Ghostwritten op-eds and other things about which I know very little
Posted by Rich Sweeney on October 24, 2008
A few weeks ago I had a shocking revelation. I walked into a friend’s office at a fairly prestigious DC think tank, and she told me she’d finally finished writing the op-ed she’d been working on for the past few weeks. But when I looked at the draft open on her screen, her name was nowhere to be found, and three prominent Ivy League professors’ names were listed instead (Sorry this is so vague. Don’t want to get anyone in trouble). Now given that she’s only an RA, I can understand why her name wasn’t on it. But her boss has an Ivy League PhD himself, and as I mentioned, her think tank is pretty well known/ respected. She explained to me that this is common practice, and that in order to get an op-ed into a major newspaper, you need someone really famous to publish it for you.
Not sure about yall, but this completely blew me away. Sure I thought it was a little odd when some famous politician or academic would make a nuanced case for a very specific issue on the opinion page of the New York Times, but in my mind this just further confirmed their super-intellectual status. Of course now that I know this practice exists, I feel as though I can spot ghostwriting a mile away. Case in point is today’s health care / sabermetrics piece in the New York Times. Let’s just say that I highly doubt that John Kerry, Newt Gingrich and friggin Billy Beane got together and dreamed this up.

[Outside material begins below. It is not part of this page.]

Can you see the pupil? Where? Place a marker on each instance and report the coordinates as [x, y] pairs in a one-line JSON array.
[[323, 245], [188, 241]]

Actually I have two quick gripes with that piece. First, I’m sick of everyone talking about the fact that Tampa Bay has the second lowest payroll in baseball. Sure, their salary outlays for this season are only $44 million. But the opportunity cost fielding a team stacked literally top to bottom with top ten draft picks was a lot higher than that. It came at the expense of finishing at the bottom of the American League for the past decade, which meant a lot of foregone revenue. You couldn’t just go out there tomorrow and build the Rays for $44 million using Sabermetrics. (Can you tell I’m from Boston?)
As for the argument that health care providers need to better use statistics, I think the “authors” are confusing the effect with the cause. I’m no expert on health care, but if we observe that valuable information isn’t being used efficiently by market actors, it’s probably because they have no incentive to do so. HMOs are for-profit enterprises and I’m sure there’s boatloads of evidence based analysis going on there. They’re probably just maximizing something other than the expected well being of the patient.